On appelle dualiste un régime parlementaire dans lequel le Gouvernement
est responsable devant le Parlement mais aussi devant le Chef de l'État.
On appelle moniste un régime parlementaire dans lequel le Gouvernement
n'est responsable que devant le Parlement.
Les régimes parlementaires
ont commencé par être dualistes du fait que le chef de l'État
à l'origine possédait une forte légitimité
et des compétences importantes qui faisaient de lui le véritable
chef du Gouvernement. En conséquence, il pouvait exiger la démission
de ministres en désaccord avec lui. Exemple : le régime parlementaire
en France sous la Monarchie de Juillet de 1830 à 1848 dominé
par le roi Louis-Philippe.
Presque tous les régimes
de séparation des pouvoirs nouvellement créés au XXe
siècle sont des régimes parlementaires de type moniste. Exemple
: les régimes tchèques, polonais, hongrois nés après
l'effondrement du communisme à l'Est. L'exception est le régime
russe ; ce régime russe est un régime Parlementaire en tant
que la dissolution de la Douma d'État est prévue (au profit
du Président) ainsi que la révocation du Gouvernement par
la Douma à la suite d'un vote de défiance. Mais il se trouve
que le Gouvernement est responsable aussi devant le Président. On
peut donc parler de résurgence du régime parlementaire dualiste.
Les régimes parlementaires
contemporains monistes ou dualistes peuvent être classés en
deux autres types : majoritaires et non majoritaires
- Si les élections législatives
conduisent à la victoire d'une coalition de partis peu nombreux,
unis, disciplinés (obéissant aux consignes de leurs leaders),
alors on parle alors de régimes parlementaires majoritaires. Ces
régimes ont l'avantage d'être stables politiquement car le
Parlement n'aura pas la possibilité politique de s'opposer au Gouvernement
et de le renverser. Ces régimes ont un inconvénient. Ils
connaissent en pratique une tendance à la confusion des pouvoirs
au profit de l'Exécutif. On parlera de tendance présidentialiste.
Exemple : l'Angleterre, la R.F.A., le Japon, la France de la Vème
République.
- Si les élections législatives
conduisent à la victoire d'une coalition de partis nombreux, non
unis, indisciplinés (n'obéissant pas aux consignes de leurs
leaders), alors on parle de régimes parlementaires non majoritaires.
Ces régimes ont l'inconvénient d'être instables politiquement
car le Parlement a la possibilité de s'opposer au Gouvernement et
de le renverser (ce dont ils ne se prive pas).
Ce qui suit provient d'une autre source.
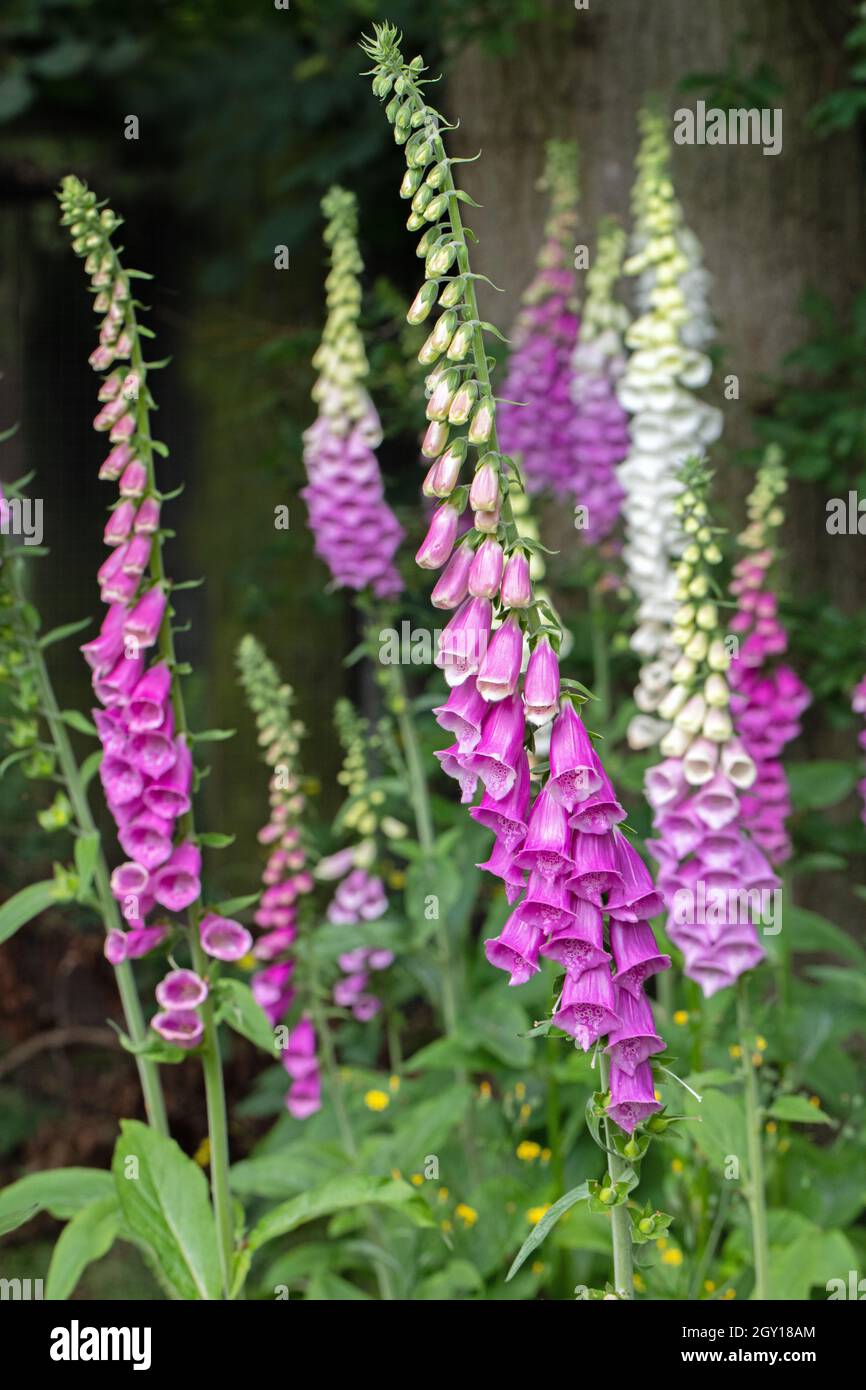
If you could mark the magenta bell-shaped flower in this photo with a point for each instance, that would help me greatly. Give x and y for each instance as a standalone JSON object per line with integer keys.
{"x": 184, "y": 1027}
{"x": 299, "y": 1052}
{"x": 546, "y": 847}
{"x": 178, "y": 883}
{"x": 587, "y": 1007}
{"x": 548, "y": 902}
{"x": 541, "y": 684}
{"x": 463, "y": 715}
{"x": 181, "y": 990}
{"x": 501, "y": 863}
{"x": 635, "y": 954}
{"x": 635, "y": 897}
{"x": 143, "y": 623}
{"x": 595, "y": 868}
{"x": 634, "y": 1039}
{"x": 485, "y": 571}
{"x": 508, "y": 816}
{"x": 148, "y": 701}
{"x": 148, "y": 840}
{"x": 452, "y": 585}
{"x": 439, "y": 540}
{"x": 463, "y": 642}
{"x": 224, "y": 938}
{"x": 573, "y": 762}
{"x": 516, "y": 585}
{"x": 171, "y": 794}
{"x": 303, "y": 1098}
{"x": 633, "y": 1096}
{"x": 516, "y": 950}
{"x": 578, "y": 944}
{"x": 496, "y": 756}
{"x": 499, "y": 670}
{"x": 455, "y": 763}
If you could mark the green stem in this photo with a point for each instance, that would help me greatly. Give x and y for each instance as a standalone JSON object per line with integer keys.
{"x": 754, "y": 1121}
{"x": 344, "y": 1123}
{"x": 601, "y": 656}
{"x": 148, "y": 1070}
{"x": 620, "y": 1222}
{"x": 211, "y": 1062}
{"x": 424, "y": 824}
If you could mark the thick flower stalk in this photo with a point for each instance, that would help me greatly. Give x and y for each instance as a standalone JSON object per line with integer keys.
{"x": 537, "y": 421}
{"x": 287, "y": 877}
{"x": 39, "y": 742}
{"x": 598, "y": 363}
{"x": 715, "y": 879}
{"x": 558, "y": 847}
{"x": 768, "y": 697}
{"x": 146, "y": 770}
{"x": 669, "y": 423}
{"x": 858, "y": 704}
{"x": 356, "y": 531}
{"x": 360, "y": 894}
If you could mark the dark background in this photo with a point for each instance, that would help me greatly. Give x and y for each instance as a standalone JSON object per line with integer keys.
{"x": 246, "y": 114}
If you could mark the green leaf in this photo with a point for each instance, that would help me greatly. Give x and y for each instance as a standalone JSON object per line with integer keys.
{"x": 216, "y": 840}
{"x": 231, "y": 905}
{"x": 86, "y": 858}
{"x": 339, "y": 1194}
{"x": 809, "y": 1262}
{"x": 546, "y": 1223}
{"x": 499, "y": 1022}
{"x": 847, "y": 984}
{"x": 819, "y": 784}
{"x": 88, "y": 1237}
{"x": 79, "y": 722}
{"x": 66, "y": 630}
{"x": 798, "y": 1111}
{"x": 25, "y": 905}
{"x": 809, "y": 931}
{"x": 154, "y": 1048}
{"x": 287, "y": 1171}
{"x": 61, "y": 1191}
{"x": 17, "y": 1218}
{"x": 163, "y": 1197}
{"x": 238, "y": 1008}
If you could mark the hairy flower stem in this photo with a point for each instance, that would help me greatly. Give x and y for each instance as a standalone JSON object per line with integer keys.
{"x": 344, "y": 1123}
{"x": 420, "y": 802}
{"x": 211, "y": 1062}
{"x": 148, "y": 1070}
{"x": 754, "y": 1123}
{"x": 480, "y": 360}
{"x": 620, "y": 1223}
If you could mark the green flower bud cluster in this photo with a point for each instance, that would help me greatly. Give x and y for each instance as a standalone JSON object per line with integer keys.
{"x": 560, "y": 184}
{"x": 763, "y": 508}
{"x": 698, "y": 699}
{"x": 341, "y": 359}
{"x": 460, "y": 403}
{"x": 28, "y": 742}
{"x": 278, "y": 731}
{"x": 602, "y": 313}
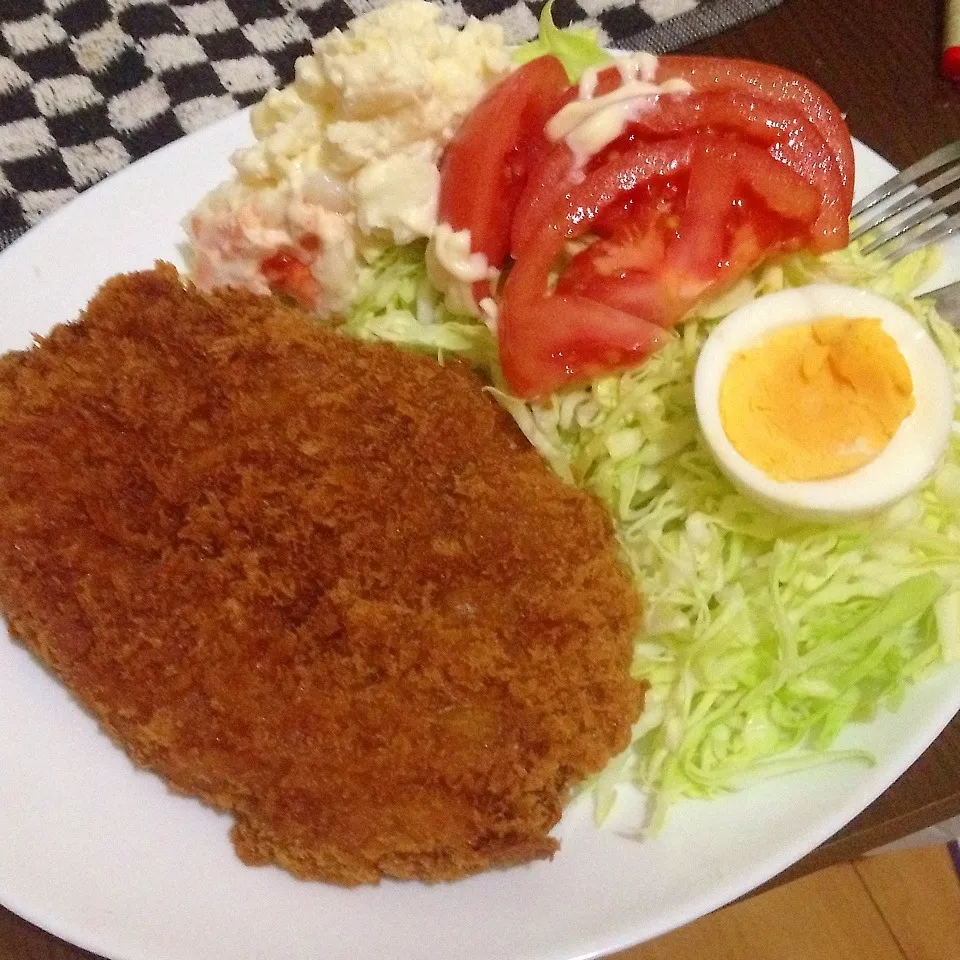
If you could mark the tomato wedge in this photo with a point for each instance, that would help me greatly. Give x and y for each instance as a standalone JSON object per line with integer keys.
{"x": 695, "y": 190}
{"x": 794, "y": 140}
{"x": 487, "y": 163}
{"x": 770, "y": 84}
{"x": 552, "y": 342}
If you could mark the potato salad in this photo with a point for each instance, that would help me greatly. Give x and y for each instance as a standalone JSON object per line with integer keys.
{"x": 345, "y": 162}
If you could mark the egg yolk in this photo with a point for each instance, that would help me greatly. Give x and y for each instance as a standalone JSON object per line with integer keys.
{"x": 818, "y": 400}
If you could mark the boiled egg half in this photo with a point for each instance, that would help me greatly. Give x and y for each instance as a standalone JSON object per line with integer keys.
{"x": 824, "y": 401}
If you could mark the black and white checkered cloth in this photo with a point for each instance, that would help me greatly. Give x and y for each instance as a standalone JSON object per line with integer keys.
{"x": 87, "y": 86}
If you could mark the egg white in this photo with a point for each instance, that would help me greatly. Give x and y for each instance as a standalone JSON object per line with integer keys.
{"x": 913, "y": 452}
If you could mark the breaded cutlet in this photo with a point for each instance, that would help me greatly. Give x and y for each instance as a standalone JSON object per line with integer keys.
{"x": 323, "y": 585}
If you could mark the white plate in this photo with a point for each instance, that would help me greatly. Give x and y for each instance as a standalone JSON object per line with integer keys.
{"x": 103, "y": 855}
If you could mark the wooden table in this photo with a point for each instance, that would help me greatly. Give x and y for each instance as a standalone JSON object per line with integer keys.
{"x": 879, "y": 60}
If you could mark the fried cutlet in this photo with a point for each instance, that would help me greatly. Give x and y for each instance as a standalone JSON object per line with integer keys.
{"x": 323, "y": 585}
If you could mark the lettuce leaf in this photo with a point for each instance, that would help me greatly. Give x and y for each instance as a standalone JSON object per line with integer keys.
{"x": 576, "y": 48}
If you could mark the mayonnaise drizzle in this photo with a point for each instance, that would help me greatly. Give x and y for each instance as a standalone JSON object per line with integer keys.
{"x": 590, "y": 123}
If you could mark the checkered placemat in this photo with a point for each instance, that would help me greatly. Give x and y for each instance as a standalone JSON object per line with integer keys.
{"x": 87, "y": 86}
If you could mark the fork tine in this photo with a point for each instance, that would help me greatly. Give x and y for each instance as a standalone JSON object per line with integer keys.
{"x": 927, "y": 212}
{"x": 882, "y": 213}
{"x": 938, "y": 158}
{"x": 932, "y": 233}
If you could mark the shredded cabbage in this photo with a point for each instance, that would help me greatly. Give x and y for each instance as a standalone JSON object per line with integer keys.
{"x": 577, "y": 48}
{"x": 398, "y": 304}
{"x": 763, "y": 635}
Dès lors, ils connaissent
une tendance à la confusion des pouvoirs au profit du Parlement.
On parle de dérive vers le Régime d'Assemblée. Exemple
: l'Italie jusqu'en 1993, Israël, la France de la IVe République.
C Critique de la classification moderne
des régimes
a) critique scientifique
- catégories hétérogènes
: on utilise en même temps des élements juridiques comme l'existence
d'un droit de dissolution (ordre de ce qui doit être, textuel) et des
élements politiques comme la présence d'une majorité stable
au Parlement (ordre de ce qui est, de l'effectivité, pratique).
- catégories sans portée cognitive
: les critères juridiques utilisés ne permettent pas déterminer
la véritable nature d'un régime. Par exemple, il ne permettent
pas de déterminer si un organe est réellement dominant (il peut
être titulaire de droits qui ne se révélent pas être
des pouvoirs) ou enore quelle est la nature réelle d'un régime
(confusion ou non des pouvoirs).
b) critique philosophique
La classification contemporaine héritée
largement de Montesquieu ne permet pas de rendre compte de régimes
nouveaux de confusion des pouvoirs nés au 20e siècle : les régimes
totalitaires ou de domination totale.
Ces régimes peuvent avoir une apparence
constitutionnelle très classique : le régime nazi qui avait maintenu
la Constitution de Weimar organisant un régime parlementaire ; le régime
soviétique qui avait une Constitution organisant un régime de
spécialisation des pouvoirs. Pourtant, en deçà du droit
constitutionnel existait une autre organisation plus cachée mais effective
du pouvoir réel au profit d'un leader et de son parti gouvernant par
la terreur grâce à une police secrète.